2020 in one sentence
Martín Pérez was originally signed to be a low-upside fifth starter, and though circumstances cast him in a grander role, he did ultimately live up to that originally-planned billing.
Pérez was legitimately solid in 2020, his first season with the Red Sox, with some good mixed with some bad. And while it may seem like a bit of a slight against the lefty to have his number one positive essentially be simply taking the mound every five days, but that was huge for the Red Sox. In fact, he was the only guy they had remotely close to a reliable presence on the mound. Nathan Eovaldi was better on a per-start basis, but Pérez was there every time out on a team that was desperate for even the illusion of stability. In fact, durability is one of the main reasons the team may be interested in bringing Pérez back for 2021, though that’s a conversation for later in this post. But in a 60-game season there are 12 five-man turns through the rotation — off days mess with that a bit, but for the sake of simplicity we’ll call it 12 turns — and Pérez made 12 starts. “Availability is the best ability” and all that.

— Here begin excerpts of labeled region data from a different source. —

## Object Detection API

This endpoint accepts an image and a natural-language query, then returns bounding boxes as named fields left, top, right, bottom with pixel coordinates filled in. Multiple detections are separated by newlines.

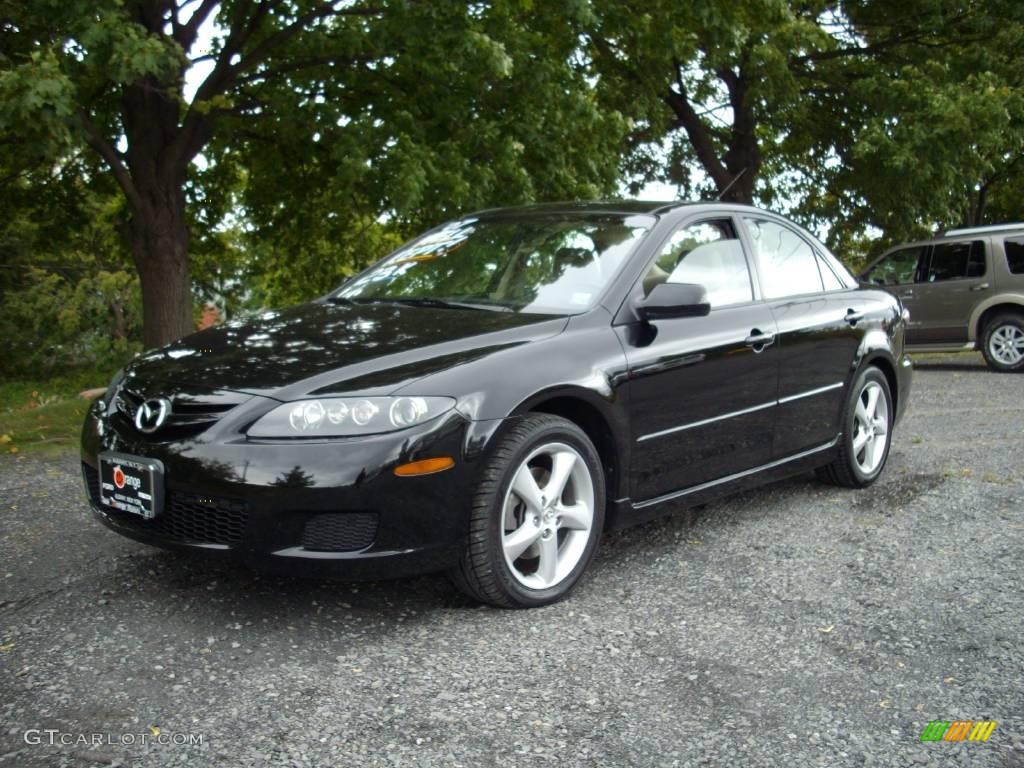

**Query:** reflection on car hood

left=128, top=302, right=567, bottom=399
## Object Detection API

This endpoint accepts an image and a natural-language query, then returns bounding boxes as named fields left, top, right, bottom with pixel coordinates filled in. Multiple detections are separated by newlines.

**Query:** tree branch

left=171, top=0, right=220, bottom=53
left=78, top=110, right=142, bottom=211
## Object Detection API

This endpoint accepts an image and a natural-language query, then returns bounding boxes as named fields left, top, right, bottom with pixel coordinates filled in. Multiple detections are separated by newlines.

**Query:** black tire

left=817, top=366, right=895, bottom=488
left=449, top=414, right=605, bottom=608
left=981, top=312, right=1024, bottom=374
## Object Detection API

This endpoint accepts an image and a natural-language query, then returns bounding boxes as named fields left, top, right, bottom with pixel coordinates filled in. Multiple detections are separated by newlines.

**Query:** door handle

left=743, top=328, right=775, bottom=352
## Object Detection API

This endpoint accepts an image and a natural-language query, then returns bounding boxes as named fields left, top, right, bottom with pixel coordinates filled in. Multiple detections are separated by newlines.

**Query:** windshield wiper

left=339, top=296, right=513, bottom=312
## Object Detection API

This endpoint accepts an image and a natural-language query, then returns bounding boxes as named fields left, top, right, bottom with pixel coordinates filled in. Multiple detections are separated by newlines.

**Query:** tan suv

left=860, top=223, right=1024, bottom=372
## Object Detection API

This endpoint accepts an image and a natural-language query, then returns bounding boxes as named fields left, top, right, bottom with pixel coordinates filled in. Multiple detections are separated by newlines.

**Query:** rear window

left=1002, top=238, right=1024, bottom=274
left=926, top=240, right=985, bottom=283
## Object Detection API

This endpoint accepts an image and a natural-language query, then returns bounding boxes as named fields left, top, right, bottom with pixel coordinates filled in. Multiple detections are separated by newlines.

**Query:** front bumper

left=82, top=398, right=472, bottom=579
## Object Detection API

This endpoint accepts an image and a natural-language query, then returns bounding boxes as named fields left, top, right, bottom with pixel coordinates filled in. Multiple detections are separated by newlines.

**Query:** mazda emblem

left=135, top=397, right=171, bottom=433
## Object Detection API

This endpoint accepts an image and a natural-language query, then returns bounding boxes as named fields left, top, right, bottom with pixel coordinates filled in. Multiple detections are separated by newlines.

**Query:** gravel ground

left=0, top=355, right=1024, bottom=768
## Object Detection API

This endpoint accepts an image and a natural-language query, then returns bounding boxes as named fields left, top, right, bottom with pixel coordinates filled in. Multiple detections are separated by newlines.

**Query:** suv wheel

left=817, top=366, right=895, bottom=488
left=451, top=414, right=604, bottom=608
left=981, top=312, right=1024, bottom=373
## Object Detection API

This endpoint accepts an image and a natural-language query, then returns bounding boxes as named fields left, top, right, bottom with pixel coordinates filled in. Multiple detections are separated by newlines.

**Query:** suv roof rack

left=942, top=221, right=1024, bottom=238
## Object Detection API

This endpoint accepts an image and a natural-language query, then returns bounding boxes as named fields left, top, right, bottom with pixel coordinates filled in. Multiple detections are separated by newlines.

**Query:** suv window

left=1002, top=238, right=1024, bottom=274
left=643, top=220, right=754, bottom=307
left=864, top=246, right=926, bottom=286
left=743, top=219, right=822, bottom=299
left=925, top=240, right=985, bottom=283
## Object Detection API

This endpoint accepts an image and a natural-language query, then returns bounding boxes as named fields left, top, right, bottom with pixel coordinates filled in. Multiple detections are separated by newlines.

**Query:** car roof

left=469, top=200, right=770, bottom=217
left=939, top=221, right=1024, bottom=238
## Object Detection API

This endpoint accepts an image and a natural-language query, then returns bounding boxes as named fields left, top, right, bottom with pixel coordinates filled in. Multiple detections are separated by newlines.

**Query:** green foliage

left=0, top=267, right=141, bottom=376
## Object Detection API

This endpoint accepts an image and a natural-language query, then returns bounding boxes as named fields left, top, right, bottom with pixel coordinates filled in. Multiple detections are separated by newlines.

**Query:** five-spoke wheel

left=502, top=442, right=594, bottom=590
left=981, top=314, right=1024, bottom=373
left=818, top=366, right=895, bottom=488
left=452, top=414, right=604, bottom=607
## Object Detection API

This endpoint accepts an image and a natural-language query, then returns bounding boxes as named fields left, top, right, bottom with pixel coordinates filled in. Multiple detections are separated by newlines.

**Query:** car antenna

left=718, top=168, right=746, bottom=202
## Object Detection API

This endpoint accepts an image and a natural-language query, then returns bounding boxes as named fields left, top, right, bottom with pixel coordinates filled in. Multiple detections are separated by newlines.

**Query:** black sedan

left=82, top=203, right=911, bottom=606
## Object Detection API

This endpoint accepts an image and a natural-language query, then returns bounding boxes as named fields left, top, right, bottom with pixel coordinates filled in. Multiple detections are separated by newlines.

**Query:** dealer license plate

left=99, top=454, right=164, bottom=519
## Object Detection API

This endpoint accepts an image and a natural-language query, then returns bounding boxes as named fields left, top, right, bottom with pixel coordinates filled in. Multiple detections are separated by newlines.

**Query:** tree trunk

left=131, top=180, right=194, bottom=347
left=971, top=184, right=988, bottom=226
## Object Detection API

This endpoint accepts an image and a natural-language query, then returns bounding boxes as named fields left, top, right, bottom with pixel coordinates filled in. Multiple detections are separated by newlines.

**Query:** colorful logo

It wasn’t just that he was there, though. Pérez did some good things on the mound, and most of them were building off the improvements he started to show in 2019. The big selling point for the southpaw’s signing last winter was that he had started inducing all of this weak contact and that his subpar results with Minnesota in 2019 were the result of bad luck and bad defense. Well, he did get better results this year and continued to allow that weak contact. According to Baseball Savant’s metrics regarding quality of contact, Pérez was in the top 10 percent of all pitchers in how often he allowed hard contact (defined by balls in play of at least 95 mph) while appearing in the top 15 percent of all of baseball in average exit velocity of all batted balls. There are some limitations to this kind of weak contact-oriented approach on the mound, but Pérez showed you can ride it to average results.
Keeping in the theme of carrying over 2019 changes to 2020, Pérez also continued to lean heavily on his cutter, a pitch he started throwing for the first time in that 2019 campaign. And once again, it paid off in a big way. The lefty upped its usage a tad up to 32 percent, making it his most-used offering. And once again, opponents failed to do damage against it. By the end of the year he had allowed a .233 wOBA (on the same scale as OBP) against the cutter with an expected wOBA (based on quality of contact) not far behind at .282. As you can see, he did a great job of painting the glove-side corner with the pitch going in at the hands of right-handed opponents, which no doubt contributed to righties managing just a .321 wOBA against Pérez in 2020.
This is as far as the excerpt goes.